Nanowires can be used for transistors which are widely used in today's electronic circuits. At these scales, quantum mechanical effects are important. How external pressure will work on the quantum-scaled single nonowire composite is the focus of this study.
“Even very low pressure can trigger a dramatic change in the electrical resistivity when a system dimension becomes comparable to quantum”, said Dr. Lin Wang, the principal investigator of the work. “Pressure has a unique ability to tune the electron interactions in a clean way,” he added. “It is a direct and effective mean for tuning the behavior of electrons and could lead to the realization of potential pressure sensors.”
By using diamond anvil cell technology, the research team led by Dr. Sudeshna Samanta measured pressure-dependent electrical resistivity of a single, Pt-C nanowire composite, a form of metallic nanocrystalline platinum-amorphous carbon fabricated by focused-ion induced deposition, up to 5 GPa.
The researchers found that when a single Pt-C composite nanowire was subjected to such conditions, it underwent two sharp resistivity transitions with three separate distinct regimes—nonlinear electrical conductivity. First, the resistance increased slowly with pressure and then the nanowire appeared to be a semiconductor followed by a reversible transition during decompression.
“This kind of electrical transportation variation in a nanowire composite cannot be understood or explained using classical physics”, said Dr. Sudeshna Samanta.
“For the untreated Pt-C nanowire composite, the carbon prevents the Pt nanograins from merging and later, pressure compelled them to connect continuously as investigated by transmission electron microscopy further.”
“The nonlinear conductivity evolution within a binary component model can be best described in terms of the so-called percolation theory and tunneling effect”, said Dr.
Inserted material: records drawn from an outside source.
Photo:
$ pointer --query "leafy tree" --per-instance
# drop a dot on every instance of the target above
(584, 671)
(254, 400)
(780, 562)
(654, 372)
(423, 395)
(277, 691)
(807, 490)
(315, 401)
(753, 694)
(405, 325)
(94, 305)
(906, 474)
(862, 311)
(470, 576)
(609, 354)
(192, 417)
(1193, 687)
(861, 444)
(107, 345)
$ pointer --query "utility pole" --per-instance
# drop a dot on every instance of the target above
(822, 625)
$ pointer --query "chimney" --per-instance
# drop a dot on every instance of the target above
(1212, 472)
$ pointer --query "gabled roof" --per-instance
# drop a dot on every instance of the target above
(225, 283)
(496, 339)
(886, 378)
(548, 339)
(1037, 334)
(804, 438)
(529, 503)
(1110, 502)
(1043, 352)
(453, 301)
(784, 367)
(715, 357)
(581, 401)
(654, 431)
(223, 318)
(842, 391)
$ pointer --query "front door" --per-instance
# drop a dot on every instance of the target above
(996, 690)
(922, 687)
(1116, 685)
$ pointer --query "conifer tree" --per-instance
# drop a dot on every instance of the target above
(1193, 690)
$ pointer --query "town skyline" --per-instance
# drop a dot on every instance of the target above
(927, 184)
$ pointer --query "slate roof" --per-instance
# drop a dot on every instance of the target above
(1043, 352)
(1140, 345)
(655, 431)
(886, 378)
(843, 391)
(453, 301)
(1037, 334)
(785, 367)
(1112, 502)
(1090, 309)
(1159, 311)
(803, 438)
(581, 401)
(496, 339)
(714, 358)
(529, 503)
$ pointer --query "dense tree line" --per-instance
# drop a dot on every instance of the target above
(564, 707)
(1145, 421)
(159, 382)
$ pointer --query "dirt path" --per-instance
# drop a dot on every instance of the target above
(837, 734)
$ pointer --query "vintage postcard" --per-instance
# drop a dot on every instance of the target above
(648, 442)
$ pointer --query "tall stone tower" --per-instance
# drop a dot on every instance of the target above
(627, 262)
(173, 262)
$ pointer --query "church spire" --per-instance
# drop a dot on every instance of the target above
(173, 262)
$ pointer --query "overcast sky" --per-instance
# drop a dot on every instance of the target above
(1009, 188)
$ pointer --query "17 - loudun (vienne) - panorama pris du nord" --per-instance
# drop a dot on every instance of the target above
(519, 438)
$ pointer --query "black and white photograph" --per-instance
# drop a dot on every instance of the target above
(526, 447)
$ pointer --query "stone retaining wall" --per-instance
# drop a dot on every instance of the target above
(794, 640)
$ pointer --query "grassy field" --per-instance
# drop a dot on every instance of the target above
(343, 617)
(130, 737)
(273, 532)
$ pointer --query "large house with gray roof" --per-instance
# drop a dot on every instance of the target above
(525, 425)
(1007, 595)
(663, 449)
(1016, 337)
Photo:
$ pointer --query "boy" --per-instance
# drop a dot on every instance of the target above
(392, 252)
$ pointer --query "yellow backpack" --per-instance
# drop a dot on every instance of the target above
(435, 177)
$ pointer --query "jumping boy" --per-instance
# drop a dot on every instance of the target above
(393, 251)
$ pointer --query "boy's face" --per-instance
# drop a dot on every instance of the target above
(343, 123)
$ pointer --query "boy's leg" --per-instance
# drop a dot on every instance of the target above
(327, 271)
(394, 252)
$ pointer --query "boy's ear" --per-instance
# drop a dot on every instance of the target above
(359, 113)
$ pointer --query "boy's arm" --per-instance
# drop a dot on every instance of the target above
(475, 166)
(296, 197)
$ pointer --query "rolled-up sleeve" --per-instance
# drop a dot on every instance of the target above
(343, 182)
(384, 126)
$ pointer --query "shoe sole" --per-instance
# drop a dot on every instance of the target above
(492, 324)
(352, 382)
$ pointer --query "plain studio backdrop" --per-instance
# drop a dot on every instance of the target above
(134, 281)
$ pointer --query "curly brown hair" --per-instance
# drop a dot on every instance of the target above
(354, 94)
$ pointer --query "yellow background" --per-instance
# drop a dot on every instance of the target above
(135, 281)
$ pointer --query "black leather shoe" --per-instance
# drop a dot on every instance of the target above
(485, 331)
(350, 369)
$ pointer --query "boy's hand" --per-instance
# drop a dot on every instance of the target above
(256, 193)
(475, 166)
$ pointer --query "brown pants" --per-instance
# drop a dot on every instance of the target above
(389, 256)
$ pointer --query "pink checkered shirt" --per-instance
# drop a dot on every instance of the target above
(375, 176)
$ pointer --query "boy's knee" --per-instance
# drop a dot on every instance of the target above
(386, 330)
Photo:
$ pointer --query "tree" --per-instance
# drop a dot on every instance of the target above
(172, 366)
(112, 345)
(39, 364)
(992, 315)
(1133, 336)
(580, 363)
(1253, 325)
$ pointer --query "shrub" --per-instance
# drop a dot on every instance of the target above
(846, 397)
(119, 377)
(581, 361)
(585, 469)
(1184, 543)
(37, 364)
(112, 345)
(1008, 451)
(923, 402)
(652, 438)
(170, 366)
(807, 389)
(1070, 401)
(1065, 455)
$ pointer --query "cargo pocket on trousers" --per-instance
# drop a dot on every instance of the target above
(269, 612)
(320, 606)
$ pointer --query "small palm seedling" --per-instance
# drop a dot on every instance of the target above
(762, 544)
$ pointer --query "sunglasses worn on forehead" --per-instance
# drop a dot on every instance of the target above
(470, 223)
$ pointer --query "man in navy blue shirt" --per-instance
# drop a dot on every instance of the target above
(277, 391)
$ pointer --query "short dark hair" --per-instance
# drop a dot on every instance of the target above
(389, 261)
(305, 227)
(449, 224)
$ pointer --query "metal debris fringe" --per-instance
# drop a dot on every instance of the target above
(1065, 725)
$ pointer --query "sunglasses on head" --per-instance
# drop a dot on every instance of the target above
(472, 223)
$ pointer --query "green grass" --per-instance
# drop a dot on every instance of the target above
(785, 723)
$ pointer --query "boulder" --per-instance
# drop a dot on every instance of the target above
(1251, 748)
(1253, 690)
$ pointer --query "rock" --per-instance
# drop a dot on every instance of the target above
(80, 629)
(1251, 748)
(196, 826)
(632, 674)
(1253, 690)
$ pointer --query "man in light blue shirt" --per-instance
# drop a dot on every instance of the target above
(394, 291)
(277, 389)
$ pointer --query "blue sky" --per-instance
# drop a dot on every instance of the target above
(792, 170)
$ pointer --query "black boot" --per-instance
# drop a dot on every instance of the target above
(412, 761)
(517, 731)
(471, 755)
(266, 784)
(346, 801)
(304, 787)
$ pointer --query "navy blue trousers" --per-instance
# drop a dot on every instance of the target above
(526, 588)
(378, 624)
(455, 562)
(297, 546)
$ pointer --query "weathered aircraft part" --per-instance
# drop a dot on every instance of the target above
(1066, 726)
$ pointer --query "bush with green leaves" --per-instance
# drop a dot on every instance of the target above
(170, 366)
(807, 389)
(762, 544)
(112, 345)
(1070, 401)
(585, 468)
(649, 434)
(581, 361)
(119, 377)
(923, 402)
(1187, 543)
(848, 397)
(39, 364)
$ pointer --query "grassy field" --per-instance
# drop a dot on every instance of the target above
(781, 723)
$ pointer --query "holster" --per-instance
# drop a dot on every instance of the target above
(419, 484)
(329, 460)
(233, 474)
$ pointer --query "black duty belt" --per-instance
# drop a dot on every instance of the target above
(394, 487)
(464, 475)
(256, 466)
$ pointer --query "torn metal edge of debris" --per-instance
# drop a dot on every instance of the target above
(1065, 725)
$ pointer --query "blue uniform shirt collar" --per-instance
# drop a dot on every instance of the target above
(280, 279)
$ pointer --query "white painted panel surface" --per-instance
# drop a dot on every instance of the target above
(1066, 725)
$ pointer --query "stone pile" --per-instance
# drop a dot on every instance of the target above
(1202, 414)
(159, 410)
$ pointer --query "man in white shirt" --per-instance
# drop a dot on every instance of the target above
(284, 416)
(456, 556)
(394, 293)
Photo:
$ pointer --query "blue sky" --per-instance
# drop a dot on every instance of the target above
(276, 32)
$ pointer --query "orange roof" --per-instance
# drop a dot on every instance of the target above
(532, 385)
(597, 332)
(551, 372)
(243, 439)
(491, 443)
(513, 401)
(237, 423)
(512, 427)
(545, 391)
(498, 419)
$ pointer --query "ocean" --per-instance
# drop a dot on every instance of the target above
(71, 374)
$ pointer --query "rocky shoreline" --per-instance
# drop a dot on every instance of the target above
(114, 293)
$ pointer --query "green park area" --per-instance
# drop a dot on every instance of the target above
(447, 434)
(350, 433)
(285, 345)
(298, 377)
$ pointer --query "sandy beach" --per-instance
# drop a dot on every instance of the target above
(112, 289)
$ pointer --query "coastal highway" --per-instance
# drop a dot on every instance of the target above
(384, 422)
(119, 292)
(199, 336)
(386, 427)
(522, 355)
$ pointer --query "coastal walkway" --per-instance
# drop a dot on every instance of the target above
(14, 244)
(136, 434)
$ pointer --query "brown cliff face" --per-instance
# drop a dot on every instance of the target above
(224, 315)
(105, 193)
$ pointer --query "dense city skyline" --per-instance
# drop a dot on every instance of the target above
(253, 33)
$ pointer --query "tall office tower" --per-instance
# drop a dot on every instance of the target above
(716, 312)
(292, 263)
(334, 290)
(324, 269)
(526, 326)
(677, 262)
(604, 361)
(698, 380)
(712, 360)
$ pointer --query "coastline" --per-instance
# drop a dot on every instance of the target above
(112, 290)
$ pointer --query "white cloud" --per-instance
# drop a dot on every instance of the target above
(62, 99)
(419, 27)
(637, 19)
Sudeshna Samanta. “The percolation threshold denotes that the composite becomes conductive, and the tunneling effect is a quantum phenomenon where electrons pass through a barrier”. Below the percolation threshold, metallic Pt nanograins were well separated, electrons scattered from disorders, and system appeared semiconducting. Upon the coalesce of metallic grains under compression, the tunneling conductance dominated, and finally a continuum metallic path formed by the overlapping of metallic nanograins. We believe that a classical percolation and a quantum tunneling boundaries existed together; and the pressure induced conduction process handed over from a percolation to a percolation-assisted tunneling in the Pt-C nanowire”, explained Dr. Sudeshna Samanta.
They also explored the pressure-induced microstructural evolution with a series of cross-sectional HRTEM analysis. At low pressure, the isolated platinum grains moved closer. Upon further compression, the isolated platinum grains overlapped and became indistinguishable, allowing the current to pass in the shortest path and thus resulting in high conductivity in a continuum percolating metal network. Their further Voronoi network simulation also support the conduction mechanism from the HRTEM results.